People from Germany reading this blog (if there are any, except for my father…) might already have wondered why I didn’t write anything about the current scandal the Roman Catholic church is suffering in Germany. Namely: child abuse over decades in various Catholic schools.
I have not been writing about it before, because I was waiting for the high point of the scandal, the moment when it starts to ebb down. I’m not really sure if we’ve reached this point already, but considering the huge number of cases already in the news, I decided to write something about it.
I am Roman Catholic, but not really a very religious person. I’m more sort of an atheist who has forgotten to leave church. But, as a girl, I wasn’t really in any danger, considering the stories that have leaked out to the press. The abuses concerned boys in almost all cases.
I will not retell all the tales here, there’s more than enough material online anyway. I will, instead, tell you why I was not surprised.
I grew up in a somewhat divided household. My father is Lutheran and my mother Roman Catholic (thus I am Roman Catholic, too). None of my parents is very religious, but my mother is in the habit of praying before going to bed (no fixed prayer, rather a little chat with God) and my father has studied the bible himself (both testaments). My father is very interested in philosophy and has discussed his ideas with me since my later teens (when I was around 15). I was not an easy student for every teacher in this topic, either. I had – and still have – my own views of religion and how it should and shouldn’t intervene with peoples’ lives.
When I learned in school about the fact that Roman Catholic priests have to always been forced into celibacy, I was surprised at first. The argument that was presented to us in school always was “That way they only work for God and the parish”. Why had this changed during the medieval age? Had priests been better at multitasking before this time? And did Lutheran priests (not forced to live in celibacy) care less for God and the parish? Then I learned the real reason for celibacy: money.
Before the middle ages, Roman Catholic priests were allowed to marry and have children (in the Orthodox church, only a married priest is a priest…). But that presented a certain problem, namely inheritances. A priest lives on church grounds, is paid by the church and thus has nothing to give to his children. Today, that would not present all that much of a problem, because most people earn money in jobs and live in apartments. But in the middle ages, people handed everything down to their children. The sons (sometimes also the daughters) inherited the possibility to earn a living from their parents. When a man died, his wife and children usually split the grounds and everything else he left between them. But priests lived on church ground – they didn’t leave behind anything their children could live off. So the church had to step in and give money to those children (and care for the widow). To avoid this, the Roman Catholic church came up with the great idea of celibacy, officially telling people ‘it’s for the best of the parish’. No more children to take care of (and no more priest’s widows, either).
And that from a religion that demands from every believer to produce as many children as possible…
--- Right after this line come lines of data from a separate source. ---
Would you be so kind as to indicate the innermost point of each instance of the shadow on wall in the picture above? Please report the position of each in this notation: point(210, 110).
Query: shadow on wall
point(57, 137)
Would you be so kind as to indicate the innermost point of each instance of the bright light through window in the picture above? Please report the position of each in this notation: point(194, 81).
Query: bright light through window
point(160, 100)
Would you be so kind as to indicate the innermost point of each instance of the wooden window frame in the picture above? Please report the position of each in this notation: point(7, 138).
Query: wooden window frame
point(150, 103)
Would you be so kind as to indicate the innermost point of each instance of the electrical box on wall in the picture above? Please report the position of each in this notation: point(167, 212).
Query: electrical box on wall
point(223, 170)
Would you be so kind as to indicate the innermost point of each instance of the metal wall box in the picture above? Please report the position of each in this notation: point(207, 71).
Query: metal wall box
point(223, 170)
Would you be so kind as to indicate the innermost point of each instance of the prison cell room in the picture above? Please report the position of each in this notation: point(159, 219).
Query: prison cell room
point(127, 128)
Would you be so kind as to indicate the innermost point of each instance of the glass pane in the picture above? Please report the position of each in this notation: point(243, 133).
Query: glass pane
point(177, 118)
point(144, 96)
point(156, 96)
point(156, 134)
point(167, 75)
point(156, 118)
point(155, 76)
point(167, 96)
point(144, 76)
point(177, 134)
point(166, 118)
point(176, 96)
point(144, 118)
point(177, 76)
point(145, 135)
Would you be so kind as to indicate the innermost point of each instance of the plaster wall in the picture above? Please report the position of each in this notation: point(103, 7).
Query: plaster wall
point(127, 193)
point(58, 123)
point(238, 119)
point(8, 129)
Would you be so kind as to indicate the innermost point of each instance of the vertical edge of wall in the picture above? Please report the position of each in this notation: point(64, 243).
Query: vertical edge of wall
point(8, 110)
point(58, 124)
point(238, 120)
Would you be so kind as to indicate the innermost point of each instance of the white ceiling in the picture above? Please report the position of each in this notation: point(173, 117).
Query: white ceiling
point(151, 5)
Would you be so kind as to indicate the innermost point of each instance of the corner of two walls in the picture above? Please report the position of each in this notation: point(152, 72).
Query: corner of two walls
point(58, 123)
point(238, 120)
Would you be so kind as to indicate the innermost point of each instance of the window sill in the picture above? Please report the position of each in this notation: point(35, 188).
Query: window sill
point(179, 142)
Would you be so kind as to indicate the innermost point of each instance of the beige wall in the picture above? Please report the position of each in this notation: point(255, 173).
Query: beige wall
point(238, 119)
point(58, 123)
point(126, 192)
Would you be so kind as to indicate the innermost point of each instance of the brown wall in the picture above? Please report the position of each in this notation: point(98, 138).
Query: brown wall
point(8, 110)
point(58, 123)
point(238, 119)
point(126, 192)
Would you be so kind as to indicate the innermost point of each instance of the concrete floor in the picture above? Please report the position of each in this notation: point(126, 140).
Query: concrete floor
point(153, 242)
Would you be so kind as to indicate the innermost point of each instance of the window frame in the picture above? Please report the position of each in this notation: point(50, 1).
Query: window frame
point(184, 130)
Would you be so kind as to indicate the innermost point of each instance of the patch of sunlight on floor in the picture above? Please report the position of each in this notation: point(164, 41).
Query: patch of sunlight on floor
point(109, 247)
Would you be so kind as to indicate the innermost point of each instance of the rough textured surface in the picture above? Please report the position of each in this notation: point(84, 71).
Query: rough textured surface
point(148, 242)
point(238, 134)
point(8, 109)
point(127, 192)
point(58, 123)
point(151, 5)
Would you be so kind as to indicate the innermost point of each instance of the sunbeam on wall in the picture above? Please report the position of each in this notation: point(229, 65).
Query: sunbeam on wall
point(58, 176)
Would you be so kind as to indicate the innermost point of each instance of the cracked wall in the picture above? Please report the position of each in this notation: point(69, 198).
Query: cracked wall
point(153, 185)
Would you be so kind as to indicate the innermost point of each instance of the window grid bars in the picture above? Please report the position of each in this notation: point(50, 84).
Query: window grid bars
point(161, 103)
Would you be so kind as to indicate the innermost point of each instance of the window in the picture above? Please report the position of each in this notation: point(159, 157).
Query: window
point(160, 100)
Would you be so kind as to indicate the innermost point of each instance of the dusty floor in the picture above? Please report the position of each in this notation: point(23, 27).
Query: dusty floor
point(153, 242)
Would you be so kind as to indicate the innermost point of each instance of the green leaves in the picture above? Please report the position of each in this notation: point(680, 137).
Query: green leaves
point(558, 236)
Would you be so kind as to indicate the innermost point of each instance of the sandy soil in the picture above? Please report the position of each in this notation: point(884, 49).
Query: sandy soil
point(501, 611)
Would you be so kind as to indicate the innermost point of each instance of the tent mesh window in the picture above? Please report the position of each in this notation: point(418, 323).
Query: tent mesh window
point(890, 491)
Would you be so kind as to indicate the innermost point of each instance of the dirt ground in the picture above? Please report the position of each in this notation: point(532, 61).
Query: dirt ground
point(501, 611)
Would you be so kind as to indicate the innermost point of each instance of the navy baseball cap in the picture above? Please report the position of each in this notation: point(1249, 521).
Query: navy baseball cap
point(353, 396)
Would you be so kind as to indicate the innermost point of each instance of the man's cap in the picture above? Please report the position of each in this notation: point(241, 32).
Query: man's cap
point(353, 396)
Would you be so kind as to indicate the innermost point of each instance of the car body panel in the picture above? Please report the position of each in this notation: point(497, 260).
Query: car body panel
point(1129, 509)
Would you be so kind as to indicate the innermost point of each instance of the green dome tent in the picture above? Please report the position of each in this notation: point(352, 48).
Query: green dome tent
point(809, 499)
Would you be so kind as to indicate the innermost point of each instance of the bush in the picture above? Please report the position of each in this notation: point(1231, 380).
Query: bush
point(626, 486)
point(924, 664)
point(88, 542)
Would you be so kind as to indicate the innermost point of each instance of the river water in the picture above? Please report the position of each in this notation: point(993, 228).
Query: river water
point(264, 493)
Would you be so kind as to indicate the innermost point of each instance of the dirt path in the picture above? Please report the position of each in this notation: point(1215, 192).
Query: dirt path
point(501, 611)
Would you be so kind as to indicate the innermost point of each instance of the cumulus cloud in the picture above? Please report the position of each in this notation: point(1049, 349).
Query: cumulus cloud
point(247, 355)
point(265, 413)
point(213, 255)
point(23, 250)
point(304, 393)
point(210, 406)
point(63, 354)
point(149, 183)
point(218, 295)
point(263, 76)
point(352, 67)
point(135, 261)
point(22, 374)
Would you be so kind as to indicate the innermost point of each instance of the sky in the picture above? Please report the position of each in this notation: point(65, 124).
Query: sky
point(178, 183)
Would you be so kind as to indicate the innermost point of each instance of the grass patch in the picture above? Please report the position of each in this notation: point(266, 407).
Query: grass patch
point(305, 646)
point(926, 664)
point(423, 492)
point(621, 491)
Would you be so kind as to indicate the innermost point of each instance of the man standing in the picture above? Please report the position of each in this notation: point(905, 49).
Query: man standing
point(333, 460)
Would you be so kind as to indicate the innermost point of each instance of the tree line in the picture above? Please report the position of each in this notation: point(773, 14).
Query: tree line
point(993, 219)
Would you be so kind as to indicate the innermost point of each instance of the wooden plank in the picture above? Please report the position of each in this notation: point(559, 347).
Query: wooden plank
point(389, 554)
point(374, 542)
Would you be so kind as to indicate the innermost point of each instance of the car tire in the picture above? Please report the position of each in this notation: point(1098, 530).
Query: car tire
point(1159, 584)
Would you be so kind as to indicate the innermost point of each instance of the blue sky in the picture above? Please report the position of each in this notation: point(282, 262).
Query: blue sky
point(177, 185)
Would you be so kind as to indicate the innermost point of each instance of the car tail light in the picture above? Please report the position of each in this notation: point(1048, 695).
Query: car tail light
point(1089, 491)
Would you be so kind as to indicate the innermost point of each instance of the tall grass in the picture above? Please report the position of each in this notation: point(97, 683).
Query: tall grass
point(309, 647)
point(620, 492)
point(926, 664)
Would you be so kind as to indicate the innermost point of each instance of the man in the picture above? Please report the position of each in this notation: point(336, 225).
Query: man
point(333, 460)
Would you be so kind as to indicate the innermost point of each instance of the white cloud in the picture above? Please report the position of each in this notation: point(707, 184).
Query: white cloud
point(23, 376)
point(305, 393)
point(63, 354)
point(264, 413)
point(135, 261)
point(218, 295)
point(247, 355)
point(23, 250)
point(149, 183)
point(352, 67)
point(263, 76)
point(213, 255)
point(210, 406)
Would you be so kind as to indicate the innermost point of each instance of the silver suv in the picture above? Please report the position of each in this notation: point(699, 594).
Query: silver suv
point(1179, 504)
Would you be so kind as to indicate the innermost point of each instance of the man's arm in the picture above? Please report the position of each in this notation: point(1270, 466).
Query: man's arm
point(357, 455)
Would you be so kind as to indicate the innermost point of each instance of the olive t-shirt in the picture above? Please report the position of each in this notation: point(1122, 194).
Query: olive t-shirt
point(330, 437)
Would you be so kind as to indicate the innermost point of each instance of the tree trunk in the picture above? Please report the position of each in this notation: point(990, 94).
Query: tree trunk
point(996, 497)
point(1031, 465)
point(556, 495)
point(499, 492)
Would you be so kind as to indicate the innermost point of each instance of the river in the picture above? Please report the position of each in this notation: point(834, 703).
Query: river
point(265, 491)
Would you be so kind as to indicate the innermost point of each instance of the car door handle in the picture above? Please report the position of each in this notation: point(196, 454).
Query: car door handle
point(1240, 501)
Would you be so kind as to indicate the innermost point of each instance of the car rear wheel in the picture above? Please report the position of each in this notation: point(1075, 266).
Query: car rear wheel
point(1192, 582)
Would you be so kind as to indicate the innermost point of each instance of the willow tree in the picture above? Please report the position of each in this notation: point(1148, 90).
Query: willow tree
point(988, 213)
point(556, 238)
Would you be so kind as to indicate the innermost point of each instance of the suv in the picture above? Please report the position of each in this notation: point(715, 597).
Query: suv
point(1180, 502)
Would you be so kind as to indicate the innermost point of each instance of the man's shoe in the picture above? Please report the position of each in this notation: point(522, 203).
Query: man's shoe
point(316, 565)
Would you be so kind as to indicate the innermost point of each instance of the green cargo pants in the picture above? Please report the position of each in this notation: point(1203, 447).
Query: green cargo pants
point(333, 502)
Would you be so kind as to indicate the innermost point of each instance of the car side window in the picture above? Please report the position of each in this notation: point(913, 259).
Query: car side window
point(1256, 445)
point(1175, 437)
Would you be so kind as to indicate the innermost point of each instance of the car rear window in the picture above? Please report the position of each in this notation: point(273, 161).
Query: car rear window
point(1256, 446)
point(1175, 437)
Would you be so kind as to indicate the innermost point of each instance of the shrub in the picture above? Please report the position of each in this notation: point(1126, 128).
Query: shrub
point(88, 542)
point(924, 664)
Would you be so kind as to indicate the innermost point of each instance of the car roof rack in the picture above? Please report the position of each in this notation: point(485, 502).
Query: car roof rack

Young men start training early to become a priest, right after school or after university. And not all of them are saints. And a young man who is no saint will sooner or later long for company, that of a woman if he’s heterosexual, that of a man if he’s homosexual. Nothing really wrong with that, as long as it’s consent contact. In fact, the church silently pays for up to four illegitimate children. The logical course would be to drop the celibacy and allow the priests to choose whether or not they will marry. The logical course … but we’re talking about religion here, so there is no logical course.
A job in which you’re not allowed to marry and your boss (and I don’t mean God himself here) has the right to kick you out if you’re interested in your own gender? In every other job in Germany, the boss would be in big trouble. The Roman Catholic church isn’t. And is it so unlikely that a group that damns every kind of sex as a sin will attract people whose sexual interest is really sinful (because they like to have sex with children, for instance)?
I’m definitely not saying every Catholic priest is a child molester. There are men who freely decide to live in celibacy and serve only God and the parish. There are men and women who will even go further and join a religious order and only serve God for the rest of their lives. All of them deserve our respect. (And they definitely get mine.)
But if the church is so strict with marriage and still condemns homosexuality as a sin, it should also damn everyone who touches children in a sexual way – and deliver them to the worldly authorities. God may punish them later on whichever way he sees fit. They should only be punished by human law beforehand.